Low hanging fruit
A recent exploration into performance tuning illuminated some things that seem approachable.
The clojure compiler could be doing a lot more to help tweak code. Something similar to common lip’s declarations for optimization, hinting, etc.
hinted destructuring
One area that leads to “death by a thousand cuts” is map destructuring and other destructuring. These are such idiomatic choices and encouraged by the language, but they bring in overhead due to defaulting to the polymoyphic get/nth accesses that are emitted. You end up having to unroll your previously idiomatic, nicely destructured code into something bulkier and arguably harder to maintain. recent performance tweaking in response to Nikita’s post on Rust seemingly trouncing clojure shows that we can do better with a macro that allows the user to intelligently inject type hints into destructuring binds to allow the compiler (in this case the macro) to smartly emit faster direct method implementations (e.g. supporting direct record/type field access, .nth for indexed types, and .get for maps). This is a naive implementation that requires more user intervention, but one that yielded significant results in practice.
Given the prolific nature of destructuring inside small functions the end up on hot paths (say inside a reduce or map or whatever), even something as simple as allowing for hinting on whether an arg supports Indexed operations, this is likely a simple but useful win. In my naive macro, I also have the option of emitting warnings for users when slow calls for get/nth are emitted (along with suggestions for hinting).

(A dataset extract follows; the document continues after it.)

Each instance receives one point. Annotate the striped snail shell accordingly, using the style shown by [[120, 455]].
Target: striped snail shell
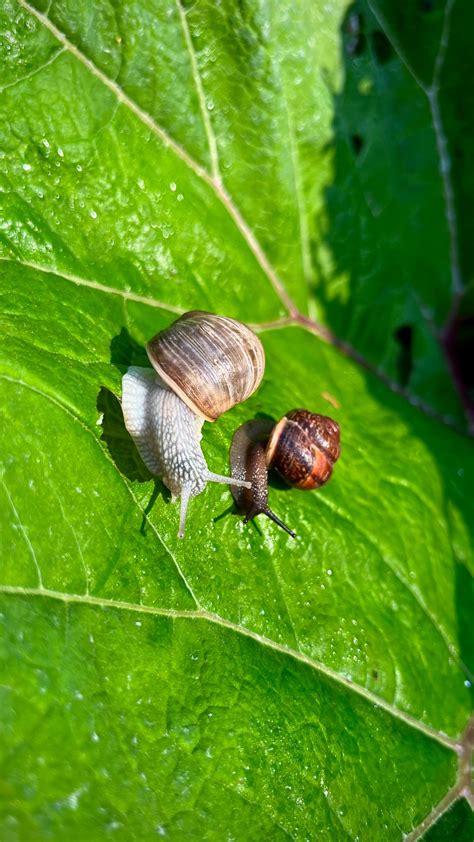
[[203, 365], [211, 362]]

Structual Hashing of Records
This ended up being a drag on performance, since there was a lookup table built on “point” records (x,y coords). The original implementation spent a ton of time just hashing points and comparing. Switching to a custom point type with its own hashcode worked out. No idea if this can be improved in the general, but it was a non-obvious weakspot that emerged in profiling. I could maybe see some smarter defrecord logic that detects if the static fields are numeric (e.g. a cartesian point or other representation) and emits a default “fast” structural hash based on the numeric fields (assuming the non-static entry map is empty).
Field Access for Records and valAt
The defrecord implementation that emits a case
form that dispatches based on they key provided to determine quickly if there’s a static field being looked for, returning the val in constant time if so. This is slower than just invoking direct field access on the record, but faster than paying the price of hashing the key (since keywords can be checked via identity fast). Plumbing this further…for “small” records, where “small” implies a set of static fields <=8, it actually appears faster to use condp identical?
in lieu of the case
implementation, since the constants appear to favor a small linear sequence of identical?

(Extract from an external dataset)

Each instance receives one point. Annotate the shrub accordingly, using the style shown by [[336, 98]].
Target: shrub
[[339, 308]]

calls rather than identity-based hash lookup that case
seems to emit.
Less Lower Hanging Fruit
Interpreter for use with Graal for Unhobbled Native Image Stuff
Eval is currently the bane of AOT native compilation. There is no infrastructure in place to opt in to low-performance interpret
that can be used with Graal while retaining access to all of Clojure’s features.

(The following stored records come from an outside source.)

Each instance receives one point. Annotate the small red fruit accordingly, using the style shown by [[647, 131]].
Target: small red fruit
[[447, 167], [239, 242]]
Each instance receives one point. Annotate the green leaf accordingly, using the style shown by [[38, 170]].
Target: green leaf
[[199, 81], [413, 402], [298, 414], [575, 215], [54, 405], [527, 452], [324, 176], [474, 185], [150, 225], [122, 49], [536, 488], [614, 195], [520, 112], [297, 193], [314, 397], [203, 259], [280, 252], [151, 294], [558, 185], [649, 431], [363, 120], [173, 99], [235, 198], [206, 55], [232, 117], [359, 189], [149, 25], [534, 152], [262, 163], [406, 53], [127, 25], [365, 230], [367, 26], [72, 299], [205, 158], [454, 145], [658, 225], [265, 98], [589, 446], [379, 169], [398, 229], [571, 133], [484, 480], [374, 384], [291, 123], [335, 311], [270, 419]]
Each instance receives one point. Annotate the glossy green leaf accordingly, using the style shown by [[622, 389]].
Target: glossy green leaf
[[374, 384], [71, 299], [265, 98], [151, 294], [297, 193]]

There was a master’s thesis on truffle clojure published a while back that provides a non-trivial implementation of Clojure in the truffle language framework (e.g. java-based AST definitions). No repo was ever published, but there is code inline in the thesis. This seems like a compelling option for bootstrapping something compatible with Graal’s native-image. I think if we had a truffle implementation, you’d get an interpreter (plus the JIT optimizing compiler) all in one. No idea on how much pain/incompatibility this would introduce, but it seems like a way to broaden the scope of applicable native-image apps.
Babashka kind of does this, but it intentionally provides a very limited set of interpretable Clojure.
Smaller, more portable implementation core
Thanks to the work done on ClojureScript’s largely protocol-based clojure.core, tools.reader, and tools.analyzer, we have pretty much everything needed to bootstrap a clojure implementation in a new host fairly quickly. Assuming you can get the pre-reqs for reading and evaluating these libraries into place in your proto-clojure, you should be able to bootstrap Clojure relatively easily (for various definitions of “easy”). I’ve been experimenting off-and-on with doing that with Common Lisp over the years as time permits and learning allows (also as the aforementioned resources came into being), and it’s looking like a viable way to port clojure to new hosts - some which, like CL, address problems like native-image out of the box (and allow for more advanced compilation features, like SBCL’s type inference engine and fine-grained performance options).
One thing that’s obvious during the porting process (I think this was learned during the CLJS port), is that there’s likely a very simple lower-lisp that we could reduce Clojure into. cljs.core provides most of clojure (assuming you have functions, protocols, types, etc.). It’d be interesting as a research project to distill Clojure into an implementation based on one or more of these simpler lisps and provide a minimal substrate for the host to implement for bootstrapping. tools.reader and the analyzer could similarly be distilled, to provide a fast way to get environments setup. I could envision similar ports to hosts with really nice ecosystems like Julia and any of the Schemes.
So, perhaps spending some brain power making clojure simpler to implement would be a “good thing” for extending reach (just as CLJS did) to new hosts where it makes sense.